3回に満塁弾を放ったソフトバンク・柳田悠岐【写真:荒川祐史】
3回に満塁弾を放ったソフトバンク・柳田悠岐【写真:荒川祐史】

2球続いたスライダーを捉えて満塁弾も「来た球に反応した」

■ソフトバンク 8ー2 西武(CSファースト・9日・PayPayドーム)

 ソフトバンクは9日、本拠地PayPayドームで行われた西武との「パーソル クライマックスシリーズ パ」ファーストステージ第2戦に8-2で勝利し、ファイナルステージ進出を決めた。2連勝でのファーストステージ突破に導いたのは、キャプテンで主砲の柳田悠岐外野手。34歳の誕生日を祝うバースデーグランドスラムで、チームに白星をもたらした。

 3回だった。先頭の柳町が四球を選ぶと、三森も四球、牧原大は死球と3つの四死球で満塁のチャンスを作った。ここで打席に入った柳田。初球のスライダーを大ファウルにすると、続いた2球目のスライダーを捉えた。「全く(狙ってなかった)。来た球に反応しました。まぐれです」。体勢を崩されながら弾き返した打球は右翼ホームランテラス席へ。先制の満塁本塁打になった。
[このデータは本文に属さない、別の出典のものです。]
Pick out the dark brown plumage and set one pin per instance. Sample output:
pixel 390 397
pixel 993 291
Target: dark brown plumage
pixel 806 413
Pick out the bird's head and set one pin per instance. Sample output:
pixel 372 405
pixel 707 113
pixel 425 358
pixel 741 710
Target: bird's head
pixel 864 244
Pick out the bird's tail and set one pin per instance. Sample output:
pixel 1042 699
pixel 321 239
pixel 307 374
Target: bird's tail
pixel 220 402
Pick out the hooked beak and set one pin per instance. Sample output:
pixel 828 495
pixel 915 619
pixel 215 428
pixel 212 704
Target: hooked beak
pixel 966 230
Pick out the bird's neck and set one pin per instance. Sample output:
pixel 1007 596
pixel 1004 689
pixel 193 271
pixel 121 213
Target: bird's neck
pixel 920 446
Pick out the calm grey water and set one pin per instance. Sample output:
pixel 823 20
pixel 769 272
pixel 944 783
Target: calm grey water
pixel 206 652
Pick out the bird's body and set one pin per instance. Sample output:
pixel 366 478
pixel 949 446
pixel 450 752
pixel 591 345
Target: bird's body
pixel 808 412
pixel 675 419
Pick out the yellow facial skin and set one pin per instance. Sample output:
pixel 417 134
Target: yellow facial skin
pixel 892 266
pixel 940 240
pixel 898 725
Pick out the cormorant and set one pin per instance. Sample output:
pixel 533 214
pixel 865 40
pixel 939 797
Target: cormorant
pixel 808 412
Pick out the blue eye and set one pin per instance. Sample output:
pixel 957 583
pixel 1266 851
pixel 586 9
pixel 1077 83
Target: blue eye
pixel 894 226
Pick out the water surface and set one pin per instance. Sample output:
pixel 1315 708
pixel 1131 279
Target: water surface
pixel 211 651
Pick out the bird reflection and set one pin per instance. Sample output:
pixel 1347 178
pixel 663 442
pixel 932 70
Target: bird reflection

 この日が34歳の誕生日だった柳田。スタンドには子どもら家族も観戦に訪れており、自ら祝砲を打ち上げた。自らの野球人生を振り返っても「記憶にない」というバースデーアーチに「思い出に残る誕生日になったと思います。帰ってケーキでも食べたいなと思います」と頬を緩めた。

 レギュラーシーズン最終戦となった2日のロッテ戦。逆転負けを喫し、V逸が決まると、柳田の目も潤んだ。キャプテンとして、中軸を打つ打者として責任も感じた。「僕がもっと打っておけば優勝していたかなと思います」。シーズンは打率.275、24本塁打79打点。体に痛みを抱えながら、懸命にプレーをしていたとはいえ、物足りない数字に忸怩たる思いを抱えていた。

 悔しさも抱えて臨んだこのファーストステージ。第1戦でも3ランを放ち、2試合で2本塁打7打点とチームを牽引した。レギュラーシーズンの最後の2試合でも本塁打を放っており、これで4試合連続本塁打だ。「シーズン終わった時はもちろんそう感じましたけど、今はイチからというか、そういう気持ちでいる。今はいいメンタルで野球ができてる気がします」。負けられない試合で、キャプテンの奮闘ぶりは目を見張るものがある。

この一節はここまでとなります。